KEY STOWE

Un pensiero mi assilla da tempo: chi si nascondeva dietro quel nome?

Il nostro vecchio interscambio di email è andato quasi interamente perduto col crash che poi sopravvenne nel mio programma di posta elettronica. Avessi ancora una sola delle sue vecchie email (2008-2009), oggi riuscirei probabilmente a risalire all’IP dell’account, e da quello a una geo-localizzazione che forse mi aiuterebbe a capire almeno se il mittente si trovava, o no, dove mi aveva detto di risiedere.

Dopo undici anni, il suo account di posta elettronica è ormai disattivo. Non ho dunque più nessuna possibilità di rispondere alle domande che allora non mi ero mai posta.

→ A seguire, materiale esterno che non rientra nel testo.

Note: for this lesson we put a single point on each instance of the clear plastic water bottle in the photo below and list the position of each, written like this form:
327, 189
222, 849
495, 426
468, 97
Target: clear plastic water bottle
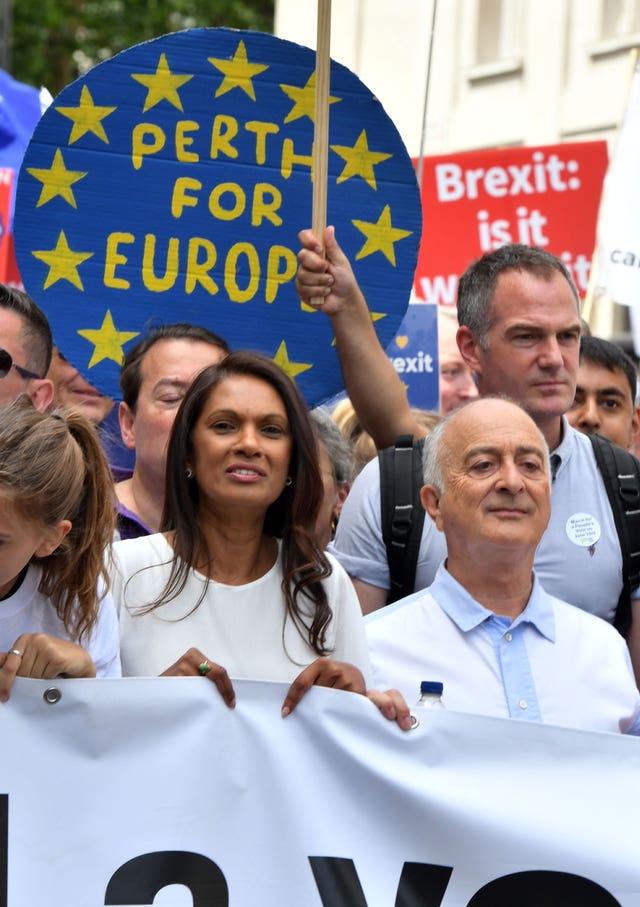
430, 698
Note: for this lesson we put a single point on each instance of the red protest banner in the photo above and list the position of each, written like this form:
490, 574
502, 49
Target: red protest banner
6, 182
476, 201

Com’è che mi lasciai coinvolgere in una comunicazione tanto fitta e confidenziale con “una donna” misteriosa che mi raggiunse via email dal mio vecchio blog, come una specie di angelo venuto a offrirmi un sostegno quasi incondizionato negli incerti tentativi di scrittura creativa (romanzi, racconti) in cui all’epoca andavo cimentandomi? Com’è che non mi sono mai nemmeno chiesta se fosse davvero una donna a celarsi dietro quel nome improbabile, o perché avesse scelto di servirsi di un alias per una comunicazione rimasta pur sempre assolutamente privata? Perché mi accontentai di pensare che il nome “Key” (in inglese: “chiave”) fosse solo una variante del più comune “Kay”?  Ma soprattutto perché le aprii senza riserve il mio cuore, pur essendo rimasta “lei” sempre una persona non identificabile?   

Dovevano passare così tanti anni perché riuscissi a pormi queste domande.   

Poche persone nella mia vita mi hanno dimostrato di volermi bene quanto fu allora capace di fare Key Stowe.  

Tra aspiranti scrittori è pratica comune scambiarsi a vicenda da leggere gli scritti, per una correzione delle bozze e per averne un giudizio. C’erano dunque parecchie altre persone − tutte con un nome e cognome che le identificava bene nel mondo reale − con le quali avevo a quel tempo avviato la consuetudine di un reciproco scambio di testi. Per l’intimità che il più delle volte scaturisce dalla condivisione dei propri scritti, anche gli altri erano presto assurti al ruolo di “amici virtuali”, ai quali mi sentivo affettivamente legata. Ma Key Stowe è stata molto di più. La quantità di tempo e d’interesse che allora mi dedicò, per quasi due anni, insieme alle intriganti suggestioni che riusciva sempre a fornirmi e alle incondizionate parole di sostegno con cui si adoperava a fugare le mie insicurezze non hanno mai trovato termine di paragone in nessun altro. 

Definire Key Stowe un “angelo”, piombato via email nella mia vita per soccorrermi in forma virtuale nella solitudine di quei miei tempi difficili, è dunque l’unico modo che ho oggi di ricordarla. Ma poiché avevo allora presuntuosamente creduto che tanto affetto mi giungesse da “lei” in virtù del suo apprezzamento per il mio inedito romanzo di fantascienza (Il Grande Azzurro), solo oggi mi riesce di concepire che dietro quell’alias dovesse invece nascondersi qualcuno che probabilmente mi aveva invece conosciuta di persona, e che mi dimostrava a quel modo quanto volesse bene a me piuttosto che alla sconosciuta autrice di un romanzo ancora bisognoso di tante rifiniture.

Mi sto forse ingannando a inseguire questi pensieri?

Non lo so. Ormai non mi è più concesso di scoprire chi fosse davvero Key Stowe. Diverse ipotesi sulla sua possibile identità vanno facendosi guerra in questi tempi nella mia mente, ma nessuna riesce davvero a convincermi fino in fondo. Non saprò dunque mai chi si sia celato per me dietro quel nome, né se davvero conoscessi la persona che forse se ne servì proprio per non trascinarsi appresso in quel contatto i possibili strascichi irrisolti di qualche nostra pregressa conoscenza reale.   

Tuttavia a ripensare oggi a Key Stowe, mi rendo conto di quanto le resti ancora grata per come seppe allora prodigarsi per me, dimostrandomi un’empatia, una comprensione e un affetto difficili a trovarsi anche in amicizie di lunga data .

Questo volevo dunque dirti oggi, mia sconosciuta e ormai irraggiungibile Key Stowe.  Chiunque tu sia, dovunque tu sia.